Author
Information
DAlmeida J*, Backthan L**, Rao SV***.
(*Assistant Professor and Consultant Gynaecologist , *** Professor and
Head of department of Obstetrics and Gynecology, ** Associate Professor,
Department of pathology, Father Muller Medical college hospital, Mangalore , India .)
Abstract
Endometriosis ( term
coined by Sampson ) is the presence of endometrial glands and stroma outside
the uterine cavity and musculature and
is a very common gynecological condition. Primary cutaneous endometriosis or
umbilical endometriosis is a rare localization of extragenital endometriosis.

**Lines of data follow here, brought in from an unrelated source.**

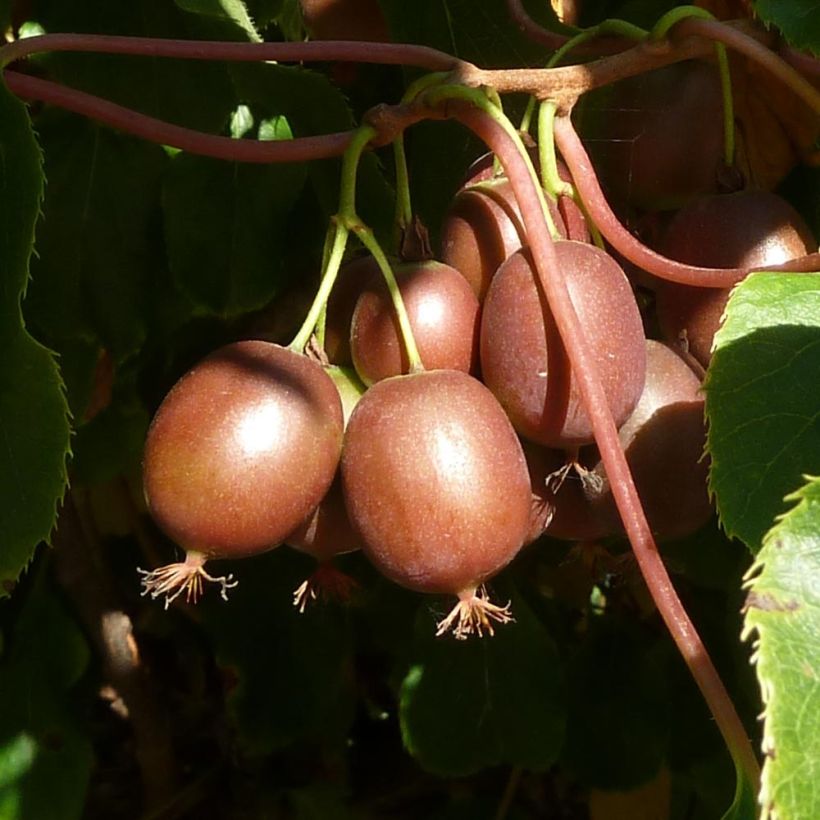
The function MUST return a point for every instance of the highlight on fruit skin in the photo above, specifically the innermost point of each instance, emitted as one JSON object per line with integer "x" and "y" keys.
{"x": 327, "y": 531}
{"x": 436, "y": 484}
{"x": 241, "y": 450}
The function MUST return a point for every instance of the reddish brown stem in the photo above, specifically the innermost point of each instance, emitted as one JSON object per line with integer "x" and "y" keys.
{"x": 606, "y": 436}
{"x": 805, "y": 64}
{"x": 589, "y": 190}
{"x": 424, "y": 57}
{"x": 299, "y": 149}
{"x": 754, "y": 50}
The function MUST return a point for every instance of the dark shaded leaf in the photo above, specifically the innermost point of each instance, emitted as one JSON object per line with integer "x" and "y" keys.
{"x": 783, "y": 612}
{"x": 34, "y": 432}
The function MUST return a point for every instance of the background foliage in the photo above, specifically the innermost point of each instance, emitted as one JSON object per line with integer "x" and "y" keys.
{"x": 146, "y": 259}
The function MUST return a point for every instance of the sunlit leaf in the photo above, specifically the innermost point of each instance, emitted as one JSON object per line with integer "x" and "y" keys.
{"x": 783, "y": 614}
{"x": 762, "y": 400}
{"x": 503, "y": 698}
{"x": 798, "y": 20}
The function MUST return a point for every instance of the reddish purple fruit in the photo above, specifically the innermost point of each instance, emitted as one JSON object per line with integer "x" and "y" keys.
{"x": 351, "y": 280}
{"x": 443, "y": 314}
{"x": 243, "y": 447}
{"x": 663, "y": 441}
{"x": 436, "y": 484}
{"x": 523, "y": 359}
{"x": 327, "y": 531}
{"x": 657, "y": 139}
{"x": 484, "y": 227}
{"x": 746, "y": 229}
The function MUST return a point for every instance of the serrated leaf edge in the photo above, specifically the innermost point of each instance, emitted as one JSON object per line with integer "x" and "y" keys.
{"x": 752, "y": 575}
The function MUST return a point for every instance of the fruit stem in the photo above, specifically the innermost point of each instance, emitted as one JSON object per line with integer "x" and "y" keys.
{"x": 478, "y": 99}
{"x": 404, "y": 206}
{"x": 755, "y": 51}
{"x": 583, "y": 365}
{"x": 662, "y": 29}
{"x": 551, "y": 180}
{"x": 589, "y": 189}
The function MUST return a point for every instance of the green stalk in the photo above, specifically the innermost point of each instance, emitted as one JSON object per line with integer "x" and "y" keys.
{"x": 662, "y": 29}
{"x": 551, "y": 180}
{"x": 336, "y": 238}
{"x": 478, "y": 99}
{"x": 404, "y": 205}
{"x": 367, "y": 238}
{"x": 617, "y": 27}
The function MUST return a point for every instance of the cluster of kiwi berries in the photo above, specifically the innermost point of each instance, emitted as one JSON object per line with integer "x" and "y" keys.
{"x": 441, "y": 476}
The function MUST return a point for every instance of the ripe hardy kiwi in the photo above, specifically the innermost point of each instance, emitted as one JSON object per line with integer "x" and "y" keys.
{"x": 242, "y": 448}
{"x": 663, "y": 441}
{"x": 436, "y": 484}
{"x": 657, "y": 139}
{"x": 484, "y": 227}
{"x": 327, "y": 531}
{"x": 443, "y": 314}
{"x": 523, "y": 360}
{"x": 746, "y": 229}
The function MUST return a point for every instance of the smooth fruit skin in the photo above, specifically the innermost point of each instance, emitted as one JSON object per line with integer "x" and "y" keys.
{"x": 327, "y": 531}
{"x": 435, "y": 481}
{"x": 740, "y": 230}
{"x": 523, "y": 360}
{"x": 664, "y": 441}
{"x": 443, "y": 314}
{"x": 656, "y": 140}
{"x": 352, "y": 279}
{"x": 243, "y": 447}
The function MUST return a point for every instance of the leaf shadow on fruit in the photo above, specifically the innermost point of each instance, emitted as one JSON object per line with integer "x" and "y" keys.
{"x": 618, "y": 719}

It was first described by Villar in 1886.
Introduction
Endometriosis ( term
coined by Sampson ) is the presence of endometrial glands and stroma outside
the uterine cavity and musculature and
is a very common gynecological
condition. The Common sites of
occurrence of endometriosis are pelvic organs especially ovaries , uterosacral
ligaments and pouch of Douglas . Its
average incidence is 7 to 10% in the reproductive age. Patients
usually present with dysmenorrhea ,
menorrhagia , pelvic pain and infertility.[1] Primary
cutaneous endometriosis or umbilical endometriosis is a rare localization of
extragenital endometriosis .It was first described by Villar in 1886.
Case Report
A 38 year old parous
lady presented to the gynecology outpatient with abdominal pain and severe
dysmenorrhea for a duration of nine months. She also had menorrhagia for the last six months. The lady also described
a slow progressive, tender bluish
umbilical swelling that had been growing over ten years. She complained that
serosanguinous discharge from the nodule coincident with her menstrual period
and tenderness around the nodule increased during this time. She attained
menarche at 12 years and had previous regular menstrual cycles, with spasmodic
dysmenorrhea, which was relieved after consuming analgesics and rest. Her
obstetric, past medical and surgical history was unremarkable.
On examination it was
seen that she had 2x2 cm nodule at the
umbilical ring, which had a blackish blue hue and was firm, tender
and nonreducible. Surface of the nodule was smooth and there was no
cough impulse. The lesion appeared to be attached to the anterior abdominal
wall. Her uterus was enlarged to the size of a 24 week gravid uterus and
was irregular and firm.
Figure
1. Umbilical nodule.
Figure
2. Magnified view of umbilical nodule.
On further investigation
an ultrasound revealed an echogenic subcutaneous nodule associated with
multiple uterine fibroids intrabdominally. A fine needle aspiration cytology
(FNAC) of the lesion was done and the
cytology smears revealed the smears to be cellular and
with clusters and
sheets of hyperchromatic cells. The background of the smear showed plenty of
hemosiderin laden macrophages. This finding of hemosiderin laden macrophages
was highly suggestive of endometriosis.
Figure
3 FNAC: Sheets of hyperchromatic cells & hemosiderin
laden macrophages.
Surgical
removal of the lesion, umbilical reconstruction and a total abdominal
hysterectomy with a bilateral salphingo oophorectomy were done. Post
operative course of the patient was uneventful.
When
a Histopatholgical examination of the excised nodule was done, it showed
fragmented endometrial glands with sub epithelial stroma. It confirmed the diagnosis of umbilical
endometriosis. The histopathology of the specimen of the uterus showed adenomyosis
Figure
4 Fragmented endometrial glands with subepithelial stroma.
(4XH&E)
Figure
5. Cystic dilated endometrial glands containing red blood
cells.
Figure
6. Endometrial glands lined by columnar cells.
Discussion
Umbilical endometriosis
is endometriosis involving the
subcutaneous tissue of the umbilicus.
The actual incidence of umbilical
endometriosis is 0.5-1%.[2]
Endometriosis of the umbilicus is rare, atypical and presents with diagnostic
difficulties. It occurs frequently with suspicions of malignancy. There are two theories that suggest the
etiopathogenesis of umbilical
endometriosis.
- Metaplasia theory: it arises from embryonic celomic mesothelium, which due to some stimuli differentiates into endometrial tissue.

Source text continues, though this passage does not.